Le tour du monde du voilier TIMSHEL et de son equipage
23/03/2007 à Quintana Roo, Isla Mujeres, Mexique.
Nous y voilà ! Pour moi, l’aventure s’arrête ici, au Mexique, à l’Isla Mujeres. Je vais rejoindre ma Bretagne encore toute humide et grisonnante pour les trois prochains mois. Et oui, mon statut d’étudiante m’impose de rentrer de temps en temps quand même pour préparer et passer mes examens de fin d’année. Mais je ne vais pas me plaindre car c’est aussi grâce à lui que je peux faire des petits bouts de chemin à bord de Timshel. Et puis, Ma Bretagne (je devrais dire notre Bretagne puisque Greg est aussi breton mais lui étant plus du côté de St Malo et ne connaissant pas encore le Finisterre, j’aime à dire « Ma Bretagne » ! Et puis comme ça je perpétue les petites taquineries familiales…) je l’aime bien et, pour être franche, elle commençait à me manquer. Et non, je n’ai pas honte de le dire ! Et oui, je vais me faire un malin plaisir à regarder le crachin tomber toute la journée, blottie dans le canapé, devant un bon feu de cheminée et mes bouquins. Mes lunettes d’étudiante sur le nez, le chat qui ronronne sur le ventre et les plateaux télé devant des séries inintelligentes ! (Je vais pouvoir rattraper mon retard d’au moins trois saisons de Lost…) Et puis, faire un tour dans le jardin, vérifier la croissance des rosiers, guetter l’apparition des premiers bulbes et replanter ce pied de basilic ! Enfin, les douches chaudes quotidiennes et sans restriction de temps, ou presque.
Je vais donc laisser mon homme, mon aventurier, mon navigateur à son triste ( ?) sort… Lui qui ne sait dire que si peu de mots en espagnol et en anglais, lui qui se coltinera seul toutes les formalités d’entrée et de sortie, lui qui découvrira sans moi de nouveaux paysages, de nouveaux pays, de nouvelles odeurs (et pas les moindres : les Galapagos, les Marquises, les Gambiers, entre autres…).
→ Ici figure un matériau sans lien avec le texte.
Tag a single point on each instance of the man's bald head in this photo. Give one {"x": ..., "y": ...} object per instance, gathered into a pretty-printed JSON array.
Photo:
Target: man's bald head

Mais au moins ses navigations seront plus tranquilles. Il n’aura plus à m’alimenter pour que je survive jusqu’à l’arrivée, il ne se sentira plus désarmé face à mes larmes de fatigue et d’angoisse, il ne se sentira plus obligé d’installer « ma » bâche pour ne pas que je rôtisse au soleil…Au moins, il n’aura à faire qu’avec lui-même, ce qui est déjà beaucoup pendant certaines navigations et il ne se sentira plus obligé de prendre soin de cette handicapée que je suis pendant les traversées. J’ai parfois tellement de difficultés à rejoindre les toilettes que je préférerais me rendre incontinente ! Voilà ce que fut pour moi la traversée entre Haïti et le Mexique ! La plus longue (une semaine) et la plus dure. J’en pleurais déjà d’avance, cinq minutes après avoir levé l’encre. Pourtant les quatre premiers jours ne furent presque que du bonheur : pas de vent, pas de mer, un peu de moteur et du génois tangonné. Puis les deux derniers jours tout s’est accéléré, un vrai cauchemar. Je ne rentrerai pas dans les détails puisque de toutes façons je n’en ai que très peu vu. Mais ce dont je me rappellerai, c’est que je maudissais tout et me demandais ce que je pouvais bien faire là…
Finalement pour dire que Greg aura quand même certains avantages à ne plus m’avoir à bord et que même si on préfèrerait ne pas avoir à nous séparer aussi longtemps, il finira par remercier l’appel du sécateur. Renaud avait raison : « la mer ne prend pas la femme qui préfère la campagne… ».
(Merci mon amour pour tout le mal que tu te donnes pour prendre soin de moi.)